Draw the polygon interpolation span along the outline of the gon
At the same time, the X-axis component maximum value is extracted by the straight line drawing means.
From the vertex whose X axis component indicated by the output means is the maximum value,
Draw the polygon interpolation span in the Y-axis direction along the contour
Line and multiply the drawing of the polygon interpolation span in the X-axis direction.
Polygon drawing device, characterized in that overlapping seen. 11. A polygon drawing apparatus according to claim 7, wherein :
Instead of the start point register,
Monitor the polygon vertex data to be
Determine the polygon vertex data to be stored and temporarily store
In addition, a component minimum value extracting means for comparing polygon vertex data and extracting polygon vertex data having the smallest value in the X-axis direction component and the Y-axis direction component, and a polygon X for calculating the total length of the polygon in the X-axis direction A total length calculating means, a polygon Y total length calculating means for calculating the total length of the polygon in the Y-axis direction, a shortest total length calculation for determining an axial direction having a shorter total length by comparing the total length of the polygon in the X-axis direction and the total length of the polygon in the Y-axis direction A polygon drawing device having a starting point register including:
Te, interpolation and left clockwise polygon outline linear by said interpolation means
Interpolation of the surrounding polygon outline straight line is performed respectively at the same time,
Each time the polygon interpolation spa
By drawing a pattern, the polygon is drawn from the drawing start vertex.
Draw the polygon interpolation span along the outline of the gon
At the same time, the X-axis direction component and the Y-axis direction component indicated by the component minimum value extracting unit extend along the outline of the polygon from the vertex of the minimum value and are not determined by the straight line drawing unit by the shortest total length calculating unit. in the axial direction becomes line drawing of the polygon interpolation span shall be the previous SL wherein the stacking drawing of the polygon interpolation span in the axial direction defined by the shortest total length calculating means polygon drawing device. 12. A polygon drawing apparatus according to claim 7, wherein :
Instead of the start point register,
Monitor the polygon vertex data to be
Determine the polygon vertex data to be stored and temporarily store
In addition, a component maximum value extracting means for comparing polygon vertex data and extracting polygon vertex data having the largest value in the X-axis direction component and the Y-axis direction component, and a polygon X for calculating the total length of the polygon in the X-axis direction A total length calculating means, a polygon Y total length calculating means for calculating the total length of the polygon in the Y-axis direction, a shortest total length calculation for determining an axial direction having a shorter total length by comparing the total length of the polygon in the X-axis direction and the total length of the polygon in the Y-axis direction A polygon drawing device having a starting point register including:
Te, interpolation and left clockwise polygon outline linear by said interpolation means
Interpolation of the surrounding polygon outline straight line is performed respectively at the same time,
Each time the polygon interpolation spa
By drawing a pattern, the polygon is drawn from the drawing start vertex.

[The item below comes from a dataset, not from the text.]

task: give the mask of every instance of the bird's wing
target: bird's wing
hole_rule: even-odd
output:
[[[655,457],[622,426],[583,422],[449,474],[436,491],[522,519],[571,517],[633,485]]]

Draw the polygon interpolation span along the outline of the gon
At the same time, the X-axis direction component and the Y-axis direction component indicated by the component maximum value extracting unit are not determined by the straight line drawing unit by the shortest total length calculating unit along the outline of the polygon from the vertex of the maximum value. in the axial direction becomes line drawing of the polygon interpolation span shall be the previous SL wherein the stacking drawing of the polygon interpolation span in the axial direction defined by the shortest total length calculating means polygon drawing device.